Wikipedia says a mineral spring contains dissolved minerals, especially salt, lime, lithium, iron and sulfur compounds, and sometimes harmful components like arsenic.

For generations people have believed some mineral springs are healthful. “Taking the cure” or “taking the waters” was popular, especially in 18th and 19th century Europe for upper-class Europeans and Americans. Spas have been developed around mineral springs as destinations for people seeking better health; Wikipedia’s illustrations include mineral spas in Europe, India and Iran.

Major mineral springs that have been developed in Maine include Blue Hill Mineral Spring near Blue Hill, in Hancock County, and especially Poland Spring, in Poland.

The spring in Blue Hill was “well-known” before a company was organized in 1888 to exploit its supposed healing properties, according to the Maine Memory Network. Blue Hill’s mineral water was sold nation-wide, including being available on Pullman cars on many eastern railroads. The company folded after a November 1915 fire destroyed its processing buildings.

In 2014, three former University of Maine professors wrote a short article on two mineral springs in Baxter State Park that contained potassium and sodium and served as salt licks for deer and moose.

Poland Spring, in Poland, is by far the best-known Maine spring. According to Wikipedia, the spring is on the lot where Jabez Ricker opened an inn in 1797. In 1844, Jabez’s grandson, Hiram Ricker, said drinking water from the spring had cured his chronic indigestion.

The inn was enlarged, more guests heard about the alleged properties of the water and the Rickers started bottling and selling it. The elaborate Poland Spring House opened in 1886.

There is still a hotel at the spring, Poland Spring Resort. Bottled water now sold under the Poland Spring label comes from more than one part of Maine.

Locally, there are records of mineral springs in Augusta and China.

James North wrote in his Augusta history that in 1810 there were two prominent mineral springs in the area. The Togus Mineral Spring, also called the Gunpowder Spring (North did not explain why) in Chelsea had become well-known as the enthusiasm for mineral waters spread. It was in a meadow; its water had been compared to water from a similar spring in Bowdoin.

Wikipedia adds that the name “Togus” probably came from a Native American word, worromontogus, which can be translated as “place of the mineral spring.” In 1858, a granite dealer from Rockland built the Togus Spring Hotel, with “a stable, large pool, bathing house, race track, and bowling alley.” The venture was unprofitable, and in 1866 the United States government bought the building for a veterans’ home.

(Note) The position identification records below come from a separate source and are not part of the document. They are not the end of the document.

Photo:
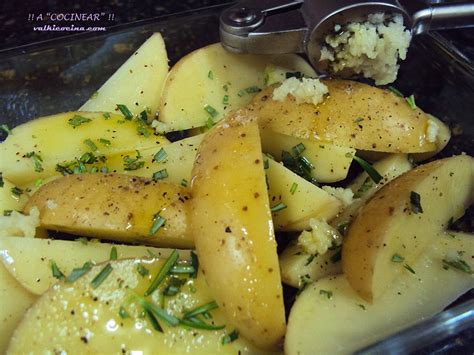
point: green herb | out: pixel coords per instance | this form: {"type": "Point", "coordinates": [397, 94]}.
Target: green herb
{"type": "Point", "coordinates": [160, 175]}
{"type": "Point", "coordinates": [16, 191]}
{"type": "Point", "coordinates": [396, 258]}
{"type": "Point", "coordinates": [395, 91]}
{"type": "Point", "coordinates": [415, 202]}
{"type": "Point", "coordinates": [160, 156]}
{"type": "Point", "coordinates": [411, 102]}
{"type": "Point", "coordinates": [169, 263]}
{"type": "Point", "coordinates": [37, 160]}
{"type": "Point", "coordinates": [230, 338]}
{"type": "Point", "coordinates": [133, 163]}
{"type": "Point", "coordinates": [211, 111]}
{"type": "Point", "coordinates": [143, 271]}
{"type": "Point", "coordinates": [459, 264]}
{"type": "Point", "coordinates": [76, 273]}
{"type": "Point", "coordinates": [294, 186]}
{"type": "Point", "coordinates": [225, 100]}
{"type": "Point", "coordinates": [280, 206]}
{"type": "Point", "coordinates": [113, 253]}
{"type": "Point", "coordinates": [201, 309]}
{"type": "Point", "coordinates": [5, 128]}
{"type": "Point", "coordinates": [55, 270]}
{"type": "Point", "coordinates": [158, 222]}
{"type": "Point", "coordinates": [77, 120]}
{"type": "Point", "coordinates": [326, 293]}
{"type": "Point", "coordinates": [101, 276]}
{"type": "Point", "coordinates": [369, 169]}
{"type": "Point", "coordinates": [409, 268]}
{"type": "Point", "coordinates": [125, 111]}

According to North, a newly discovered spring in downtown Augusta, close to the Kennebec, was even more popular in 1810 than the Togus spring. He described the location by naming the owner of a nearby house that was on Water Street “opposite Laurel Street,” information that puts the mineral spring in the northern end of the business district, north of the Calumet bridge.

The mineral spring in China, according to local historian Clinton Thurlow, was northwest of South China village, on the west side of China Lake’s east basin. In one of his histories of the Wiscasset, Waterville and Farmington narrow-gauge railroad, Thurlow provided information on the branch line from Weeks Mills to Winslow that ran trains for a few years, beginning on July 9, 1902 (the tracks were removed about 1915, he wrote).

There was a dance pavilion in South China then, on the western edge of the village, and Thurlow wrote that the railroad would run excursions from Winslow to South China, taking passengers to the pavilion early in the evening and bringing them back to Winslow around midnight.

There was another popular place on the WW&F line to Winslow, not far north of the pavilion. Thurlow wrote: “A mineral spring between the Pavilion and Clark’s Crossing provided the occasion for many an unscheduled stop while train crews and passengers alike refreshed themselves.”

Clark’s Crossing was presumably the place where the tracks crossed the still-existing Clark Road that runs toward China Lake from what is now Route 32 North (Vassalboro Road). Your writer has found no other reference to this spring, but does not doubt its existence, because Thurlow talked with several former WW&F employees.

Update on Victor Grange

Victor Grange

Victor Grange #49, in Fairfield Center, organized in 1874, first was profiled in this series on May 13, 2021. This year’s July 14 issue of The Town Line reported that Grange members were about to have the hardwood floors downstairs refinished, probably for the first time since the building opened in 1903.

Grange Lecturer Barbara Bailey reported on July 31 that the floors are done! Grange members intended to spend the first day of August cleaning up dust from the sanding and washing windows before they rehung curtains.

Wednesday, Aug. 3, is the scheduled day to move furniture – including two pianos – back in.

Bailey invites anyone interested in this building preservation and restoration work to contact her at 453-9476 or email baileybarb196@gmail.com. The Grange email address is victorgrange49@gmail.com.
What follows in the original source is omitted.